Stephen has arrived in Amiens in 1910 as an outrider for his home textile firm, and falls in love with Isabelle Azaire (Genevieve O'Reilly), the wife of his factory-owning host, who is beaten every night, bullied and bruised into meekness. The couple elope, with the curse of the husband predicting they will go to hell. The stage folds forward and the nightmare looms.
That first act is summoned with evocative projections of the landscape around the river Ancre and the Somme that will soon be defiled. The staging can embrace a sunny day's punting down the river and a claustrophobic warren of tunnels where the British "sewer rats" support the advance with tactical minefields and human sacrifice.

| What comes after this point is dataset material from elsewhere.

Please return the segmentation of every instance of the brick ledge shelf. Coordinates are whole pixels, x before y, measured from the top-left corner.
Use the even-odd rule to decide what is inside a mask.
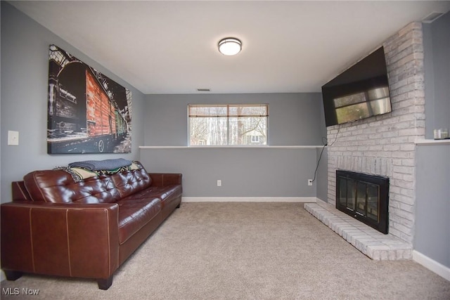
[[[323,202],[305,203],[304,209],[332,230],[375,261],[412,259],[413,249],[407,243],[384,235]]]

Sometimes resembling a cross between Journey's End and Oh! What a Lovely War, the squaddies are kept amused by Jack Firebrace's music hall turn (Lee Ross is outstanding) while Stephen is kept to his task by the Scottish general (Nicholas Farrell) and the growing encouragement of Isabelle's sister, Jeanne (Zoe Waites).
Perhaps the reunion of Stephen and Isabelle is not as heart-stopping as it is in the novel, but the great stretch of time is necessarily condensed to bare bones. The modern chapters are ditched, but the long, hard crawl to the end of the war underground is beautifully played by Barnes and Ross as they cement an unlikely friendship.
Some of the projections are drawings, some photographic, all scenically complimentary to the suffocating locations and the amazing sound (by Fergus O'Hare) of rumbling warfare, explosions and sniper fire. There's a great moment when the soldiers climb ladders for the start of the Battle of the Somme, stuck to the mud and grime like limpets in helmets, ready for destruction.
It's the sheer grinding horror of the physical conditions that make Stephen, a fluky survivor, hardened towards any memory of normal life. He has even forgotten why he is fighting at all. The play never gets bogged down in repetitive manoeuvres, bringing Jeanne into the story earlier but preserving the heart-rending conclusion as Stephen is told about the end of the war by an enemy.
There is no weak link in Nunn's cast of 15, with Iain Mitchell playing the boorish neighbour in Amiens and a blimpish colonel at the front, and Paul Hawkyard and Owain Arthur notable in the ranks. The three-hour play poignantly intermingles ghosts of past and present, and fully expresses the black poetry of this carnage as a defacement of humanity, and the landscape it inhabits.